Platov received the Great Maltese Cross and went to help Orlov. He commanded the largest column of thirteen regiments. Total gathered 22 016 Cossacks. Ordinary odvukon, officers otrehkon, and with a salary, as in hussar shelves. The treasury allocated over one and a half million rubles, which had to be returned to Golkonda's treasures.
February 20 Orlov reported to the sovereign that everything was ready to speak.

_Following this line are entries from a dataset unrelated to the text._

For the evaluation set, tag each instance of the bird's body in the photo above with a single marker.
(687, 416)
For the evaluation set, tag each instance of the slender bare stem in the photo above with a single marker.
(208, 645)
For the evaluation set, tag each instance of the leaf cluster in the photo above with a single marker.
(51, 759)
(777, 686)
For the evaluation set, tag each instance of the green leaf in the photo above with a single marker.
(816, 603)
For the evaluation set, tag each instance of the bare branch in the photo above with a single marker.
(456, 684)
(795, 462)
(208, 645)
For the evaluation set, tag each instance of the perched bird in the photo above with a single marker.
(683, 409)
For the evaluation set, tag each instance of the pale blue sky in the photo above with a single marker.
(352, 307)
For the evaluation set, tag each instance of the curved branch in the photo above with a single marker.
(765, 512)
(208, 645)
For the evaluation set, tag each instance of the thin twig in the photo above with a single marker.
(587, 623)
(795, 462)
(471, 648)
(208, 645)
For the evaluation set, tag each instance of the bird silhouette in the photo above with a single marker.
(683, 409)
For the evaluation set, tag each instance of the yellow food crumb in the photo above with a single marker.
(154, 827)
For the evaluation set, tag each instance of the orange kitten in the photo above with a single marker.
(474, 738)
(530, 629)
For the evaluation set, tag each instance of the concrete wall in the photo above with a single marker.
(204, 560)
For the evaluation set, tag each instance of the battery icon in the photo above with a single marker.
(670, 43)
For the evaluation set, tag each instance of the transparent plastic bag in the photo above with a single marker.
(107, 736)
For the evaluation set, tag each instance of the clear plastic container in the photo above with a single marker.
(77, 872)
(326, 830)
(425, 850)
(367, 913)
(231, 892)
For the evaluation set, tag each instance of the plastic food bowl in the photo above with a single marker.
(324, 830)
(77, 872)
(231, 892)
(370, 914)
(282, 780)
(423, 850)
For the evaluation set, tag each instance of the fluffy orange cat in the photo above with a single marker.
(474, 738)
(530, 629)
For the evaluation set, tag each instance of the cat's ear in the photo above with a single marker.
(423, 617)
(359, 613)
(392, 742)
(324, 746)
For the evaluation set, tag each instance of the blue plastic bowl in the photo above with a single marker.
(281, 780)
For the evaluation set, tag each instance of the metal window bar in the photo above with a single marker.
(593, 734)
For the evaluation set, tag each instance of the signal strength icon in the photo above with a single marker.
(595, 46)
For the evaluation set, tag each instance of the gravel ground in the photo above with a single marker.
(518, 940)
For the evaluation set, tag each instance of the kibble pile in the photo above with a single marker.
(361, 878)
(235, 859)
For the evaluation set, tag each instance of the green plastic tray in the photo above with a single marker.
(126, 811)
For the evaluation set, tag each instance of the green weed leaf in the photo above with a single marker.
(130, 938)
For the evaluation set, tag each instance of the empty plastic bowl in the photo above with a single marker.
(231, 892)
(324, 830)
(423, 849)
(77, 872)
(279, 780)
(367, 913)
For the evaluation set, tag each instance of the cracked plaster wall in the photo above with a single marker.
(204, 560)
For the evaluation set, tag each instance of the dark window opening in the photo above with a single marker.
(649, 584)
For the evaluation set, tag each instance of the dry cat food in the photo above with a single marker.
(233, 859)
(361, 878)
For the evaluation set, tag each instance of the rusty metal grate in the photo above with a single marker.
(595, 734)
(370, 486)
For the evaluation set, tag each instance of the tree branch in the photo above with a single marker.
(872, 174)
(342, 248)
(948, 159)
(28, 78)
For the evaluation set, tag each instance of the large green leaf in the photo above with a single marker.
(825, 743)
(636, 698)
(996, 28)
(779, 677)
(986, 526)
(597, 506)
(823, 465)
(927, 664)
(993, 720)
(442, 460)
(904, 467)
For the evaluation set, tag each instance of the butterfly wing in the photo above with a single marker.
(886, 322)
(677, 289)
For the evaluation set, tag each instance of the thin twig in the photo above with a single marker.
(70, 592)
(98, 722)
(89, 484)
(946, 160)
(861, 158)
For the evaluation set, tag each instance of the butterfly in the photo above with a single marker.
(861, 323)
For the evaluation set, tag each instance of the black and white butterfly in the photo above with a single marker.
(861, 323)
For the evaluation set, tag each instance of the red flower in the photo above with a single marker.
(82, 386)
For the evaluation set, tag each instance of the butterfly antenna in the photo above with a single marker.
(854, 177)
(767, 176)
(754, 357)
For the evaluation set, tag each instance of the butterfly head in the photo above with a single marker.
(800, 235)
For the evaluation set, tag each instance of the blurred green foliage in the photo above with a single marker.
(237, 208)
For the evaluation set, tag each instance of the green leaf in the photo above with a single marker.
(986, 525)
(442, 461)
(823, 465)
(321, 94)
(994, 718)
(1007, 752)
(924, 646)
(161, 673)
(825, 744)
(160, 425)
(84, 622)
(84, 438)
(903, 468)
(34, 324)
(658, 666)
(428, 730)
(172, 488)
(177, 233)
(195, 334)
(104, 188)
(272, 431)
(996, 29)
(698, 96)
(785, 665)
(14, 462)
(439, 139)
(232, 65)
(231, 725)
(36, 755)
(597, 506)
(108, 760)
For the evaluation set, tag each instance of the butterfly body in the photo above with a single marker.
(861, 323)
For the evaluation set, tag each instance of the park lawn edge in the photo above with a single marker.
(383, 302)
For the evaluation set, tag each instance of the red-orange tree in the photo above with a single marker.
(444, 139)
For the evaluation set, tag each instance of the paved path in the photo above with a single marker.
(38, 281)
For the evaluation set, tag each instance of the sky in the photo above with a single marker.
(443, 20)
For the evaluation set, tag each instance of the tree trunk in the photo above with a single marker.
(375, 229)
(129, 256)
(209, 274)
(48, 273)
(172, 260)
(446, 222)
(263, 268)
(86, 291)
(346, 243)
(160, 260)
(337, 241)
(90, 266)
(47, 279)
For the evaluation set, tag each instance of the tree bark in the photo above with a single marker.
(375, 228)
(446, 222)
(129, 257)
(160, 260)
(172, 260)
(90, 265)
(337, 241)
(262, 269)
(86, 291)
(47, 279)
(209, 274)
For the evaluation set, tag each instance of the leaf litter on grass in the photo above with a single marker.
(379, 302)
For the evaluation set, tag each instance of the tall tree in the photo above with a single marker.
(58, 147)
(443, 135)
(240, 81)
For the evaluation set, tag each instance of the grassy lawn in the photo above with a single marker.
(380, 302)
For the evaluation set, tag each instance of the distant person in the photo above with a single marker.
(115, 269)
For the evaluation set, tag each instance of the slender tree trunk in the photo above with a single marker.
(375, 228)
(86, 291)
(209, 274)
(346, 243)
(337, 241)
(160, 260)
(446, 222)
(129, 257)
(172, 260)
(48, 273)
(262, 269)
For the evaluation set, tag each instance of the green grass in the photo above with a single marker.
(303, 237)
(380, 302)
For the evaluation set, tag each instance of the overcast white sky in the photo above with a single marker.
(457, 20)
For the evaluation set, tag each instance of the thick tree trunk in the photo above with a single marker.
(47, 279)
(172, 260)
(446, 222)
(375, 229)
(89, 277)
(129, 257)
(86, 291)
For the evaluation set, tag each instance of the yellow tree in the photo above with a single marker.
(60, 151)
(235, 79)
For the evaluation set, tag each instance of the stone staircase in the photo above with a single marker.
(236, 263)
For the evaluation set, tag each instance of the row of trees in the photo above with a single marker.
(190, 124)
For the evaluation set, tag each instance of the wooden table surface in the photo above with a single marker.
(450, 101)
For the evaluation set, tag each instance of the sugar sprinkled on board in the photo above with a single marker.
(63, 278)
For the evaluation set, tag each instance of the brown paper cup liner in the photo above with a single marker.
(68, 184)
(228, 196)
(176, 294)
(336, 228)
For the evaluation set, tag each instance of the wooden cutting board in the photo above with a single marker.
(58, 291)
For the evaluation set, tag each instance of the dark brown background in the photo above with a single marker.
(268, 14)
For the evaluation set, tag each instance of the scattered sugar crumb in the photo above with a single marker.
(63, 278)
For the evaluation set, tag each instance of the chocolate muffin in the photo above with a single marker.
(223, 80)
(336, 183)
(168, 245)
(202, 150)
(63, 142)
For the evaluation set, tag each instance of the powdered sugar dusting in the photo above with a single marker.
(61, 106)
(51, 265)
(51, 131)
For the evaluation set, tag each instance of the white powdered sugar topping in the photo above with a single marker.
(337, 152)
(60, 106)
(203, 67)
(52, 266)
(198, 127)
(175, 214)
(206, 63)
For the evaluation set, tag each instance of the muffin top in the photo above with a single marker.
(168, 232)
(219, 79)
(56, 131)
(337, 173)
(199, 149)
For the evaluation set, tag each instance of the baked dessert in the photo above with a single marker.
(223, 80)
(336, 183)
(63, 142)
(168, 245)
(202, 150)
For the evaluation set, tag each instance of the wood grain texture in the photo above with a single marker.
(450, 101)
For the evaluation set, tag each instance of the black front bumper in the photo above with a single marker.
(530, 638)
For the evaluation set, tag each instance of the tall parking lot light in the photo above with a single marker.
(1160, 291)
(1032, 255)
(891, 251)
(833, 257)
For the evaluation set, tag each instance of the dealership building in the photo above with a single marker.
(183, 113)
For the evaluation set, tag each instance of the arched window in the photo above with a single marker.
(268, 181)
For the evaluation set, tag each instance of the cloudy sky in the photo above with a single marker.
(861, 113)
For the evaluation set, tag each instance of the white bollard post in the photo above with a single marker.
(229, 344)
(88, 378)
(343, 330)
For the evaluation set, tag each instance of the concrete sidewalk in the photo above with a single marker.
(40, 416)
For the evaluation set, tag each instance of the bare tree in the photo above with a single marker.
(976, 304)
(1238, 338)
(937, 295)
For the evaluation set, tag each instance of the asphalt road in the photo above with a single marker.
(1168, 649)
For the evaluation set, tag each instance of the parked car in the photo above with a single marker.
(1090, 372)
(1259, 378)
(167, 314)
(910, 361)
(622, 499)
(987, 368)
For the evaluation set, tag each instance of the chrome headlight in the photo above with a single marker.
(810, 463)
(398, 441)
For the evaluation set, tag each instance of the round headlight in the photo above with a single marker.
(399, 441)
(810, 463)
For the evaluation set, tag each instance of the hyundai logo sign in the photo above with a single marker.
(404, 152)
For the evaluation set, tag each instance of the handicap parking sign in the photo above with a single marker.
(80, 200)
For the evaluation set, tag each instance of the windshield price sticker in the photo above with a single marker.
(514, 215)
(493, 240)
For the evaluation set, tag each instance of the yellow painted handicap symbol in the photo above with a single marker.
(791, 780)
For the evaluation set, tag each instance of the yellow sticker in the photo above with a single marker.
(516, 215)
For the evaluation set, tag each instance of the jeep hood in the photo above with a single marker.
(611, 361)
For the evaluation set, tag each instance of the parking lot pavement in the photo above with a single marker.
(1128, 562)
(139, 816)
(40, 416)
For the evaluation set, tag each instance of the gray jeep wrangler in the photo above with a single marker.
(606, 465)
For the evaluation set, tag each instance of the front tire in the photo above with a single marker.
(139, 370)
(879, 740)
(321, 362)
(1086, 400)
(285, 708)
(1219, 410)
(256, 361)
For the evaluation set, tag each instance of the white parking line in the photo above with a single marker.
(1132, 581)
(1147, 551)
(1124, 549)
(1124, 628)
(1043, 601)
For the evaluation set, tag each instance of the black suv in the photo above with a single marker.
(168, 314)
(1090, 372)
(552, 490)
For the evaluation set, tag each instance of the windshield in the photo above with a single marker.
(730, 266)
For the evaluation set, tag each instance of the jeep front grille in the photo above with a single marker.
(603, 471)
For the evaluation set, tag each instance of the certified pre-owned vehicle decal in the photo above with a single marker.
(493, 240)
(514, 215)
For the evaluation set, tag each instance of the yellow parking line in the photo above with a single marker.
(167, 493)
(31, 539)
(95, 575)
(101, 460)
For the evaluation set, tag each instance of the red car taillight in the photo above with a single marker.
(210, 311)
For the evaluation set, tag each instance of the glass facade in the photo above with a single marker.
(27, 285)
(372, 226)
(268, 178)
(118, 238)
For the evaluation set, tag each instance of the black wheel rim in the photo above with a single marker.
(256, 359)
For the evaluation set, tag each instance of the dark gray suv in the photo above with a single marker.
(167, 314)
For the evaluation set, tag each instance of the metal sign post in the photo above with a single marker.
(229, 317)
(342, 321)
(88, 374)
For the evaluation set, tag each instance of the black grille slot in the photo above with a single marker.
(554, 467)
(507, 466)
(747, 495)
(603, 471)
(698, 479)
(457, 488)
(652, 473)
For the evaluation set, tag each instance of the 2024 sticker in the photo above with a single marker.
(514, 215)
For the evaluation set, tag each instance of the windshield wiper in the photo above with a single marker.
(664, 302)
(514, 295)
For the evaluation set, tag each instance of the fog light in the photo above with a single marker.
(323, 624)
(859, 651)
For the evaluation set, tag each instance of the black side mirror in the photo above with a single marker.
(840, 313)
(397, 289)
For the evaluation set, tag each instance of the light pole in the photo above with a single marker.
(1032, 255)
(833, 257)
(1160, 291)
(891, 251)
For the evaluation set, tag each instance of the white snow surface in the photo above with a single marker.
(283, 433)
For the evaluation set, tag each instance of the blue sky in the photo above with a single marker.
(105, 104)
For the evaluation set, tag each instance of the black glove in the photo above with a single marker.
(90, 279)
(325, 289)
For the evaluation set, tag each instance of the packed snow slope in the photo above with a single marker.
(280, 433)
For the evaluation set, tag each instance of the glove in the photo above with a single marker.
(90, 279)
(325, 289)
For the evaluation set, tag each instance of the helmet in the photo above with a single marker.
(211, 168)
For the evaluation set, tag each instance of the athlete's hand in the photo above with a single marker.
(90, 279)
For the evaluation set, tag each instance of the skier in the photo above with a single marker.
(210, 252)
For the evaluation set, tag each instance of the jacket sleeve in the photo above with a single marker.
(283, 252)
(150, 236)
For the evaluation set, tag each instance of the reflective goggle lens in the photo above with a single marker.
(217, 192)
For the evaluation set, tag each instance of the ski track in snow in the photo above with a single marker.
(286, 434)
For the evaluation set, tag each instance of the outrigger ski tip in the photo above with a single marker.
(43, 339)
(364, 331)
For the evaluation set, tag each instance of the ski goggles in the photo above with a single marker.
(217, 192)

The vanguard under the command of Andrian Denisov, who walked with Suvorov across the Alps, moved east. Esaul Denezhnikov set out to explore the route to Orenburg, Khiva, Bukhara and further to India. February 28 (March 11) came to the Don the approval of the emperor, and Platov with the main forces marched from the village of Kachalinskaya to the east. The direction was to Orenburg, where local authorities hastily prepared camels and provisions for traveling in the desert. Monitors from Orenburg sent their people in all directions, but they did not have time to gather the necessary information. The emperor had to live for 13 days.
"There is your German!"
At the reception at the tsar, Platov saw him for the first time. But with Empress Maria Feodorovna, he was very well acquainted. After the capture of Ismail, Grigory Ivanovich Potemkin delivered Platov to the capital as the hero of the assault and introduced him to the empress. 28 April 1791, Yekaterina was at a celebration in the Tauride Palace, where Potemkin lived then.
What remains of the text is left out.